Monday 28 July 2008

TSE visits to the British Library

I had specific goals in mind for my visits to the British Library. I had chosen T. S. Eliot for my research subject, and I wanted to review the materials that they had about Mr. Eliot that were unique to that library, my reasoning being that any books that they might have would also be available in the states through my home university library. We had been cautioned early on to know what we were looking for or what we wanted to see before we came to the library—not after we got there, as it would be an inefficient use of their time and space. I took advantage of my reader’s card and ordered everything I could online before my visit so, hopefully, it would be there waiting on me when I arrived.
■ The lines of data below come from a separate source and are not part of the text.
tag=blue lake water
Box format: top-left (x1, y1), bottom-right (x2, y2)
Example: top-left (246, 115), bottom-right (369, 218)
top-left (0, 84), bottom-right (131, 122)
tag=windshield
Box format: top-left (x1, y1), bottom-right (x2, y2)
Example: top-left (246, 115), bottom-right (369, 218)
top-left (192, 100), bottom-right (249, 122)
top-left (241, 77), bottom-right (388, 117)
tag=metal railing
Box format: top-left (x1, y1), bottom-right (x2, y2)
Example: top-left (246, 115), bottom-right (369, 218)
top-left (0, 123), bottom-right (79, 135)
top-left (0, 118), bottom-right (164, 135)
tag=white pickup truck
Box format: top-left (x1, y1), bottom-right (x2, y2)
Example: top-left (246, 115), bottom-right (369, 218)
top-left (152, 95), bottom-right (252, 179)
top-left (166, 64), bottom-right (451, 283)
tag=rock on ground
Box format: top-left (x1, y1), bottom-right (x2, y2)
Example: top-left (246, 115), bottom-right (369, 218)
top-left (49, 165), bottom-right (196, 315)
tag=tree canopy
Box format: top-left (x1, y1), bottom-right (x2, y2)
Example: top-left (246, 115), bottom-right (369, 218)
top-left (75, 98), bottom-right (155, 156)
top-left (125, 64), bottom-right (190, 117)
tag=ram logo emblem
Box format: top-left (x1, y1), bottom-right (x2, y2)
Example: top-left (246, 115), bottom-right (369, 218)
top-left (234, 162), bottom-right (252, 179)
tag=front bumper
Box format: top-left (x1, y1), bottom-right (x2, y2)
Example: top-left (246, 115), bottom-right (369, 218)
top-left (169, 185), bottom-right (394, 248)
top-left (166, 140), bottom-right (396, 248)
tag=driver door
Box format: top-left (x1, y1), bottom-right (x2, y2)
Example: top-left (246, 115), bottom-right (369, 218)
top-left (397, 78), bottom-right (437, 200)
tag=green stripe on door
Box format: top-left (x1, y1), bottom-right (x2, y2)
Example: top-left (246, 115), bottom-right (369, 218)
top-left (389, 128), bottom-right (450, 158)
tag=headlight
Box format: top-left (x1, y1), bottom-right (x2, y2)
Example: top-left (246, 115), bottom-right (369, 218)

So, with the bibliography of a biography of Eliot in hand—the Peter Ackroyd bio, acknowledged to be the most complete volume, which is a difficult undertaking, as Eliot himself set forth guidelines in his will that have made it as hard as possible for anyone to write his biography—I set out for unique documents. These were to be found in the letters of the Schiffs, close personal friends of Eliot and his first wife, and in the papers of Harriet Shaw Weaver, publisher of the journal The Egoist, and also the first to publish the slim collection titled Prufrock and Other Observations, which brought Eliot onto the London literary scene with a bang. The British Library holds the account book for this first collection, along with another little black ledger with A Portrait of the Artist as a Young Man written across the front. There are volumes to be written about this pioneering female publisher, and it was a wonder to get to finger through her business correspondence. They also have, in their rare books collection, a copy of that first 1917 Prufrock, and I requested and was able to thumb through that little treasure as well.

Part of the Weaver collection included her proud publisher’s clippings of all of the reviews of Prufrock when it was first released, which would be nearly impossible to find now and made quite an interesting read, as did many of her other papers. In fact, a great deal of the research that I did felt a little like voyeurism and not much like research, since I was just grasping at straws to find the direction in which I wanted to venture for my project.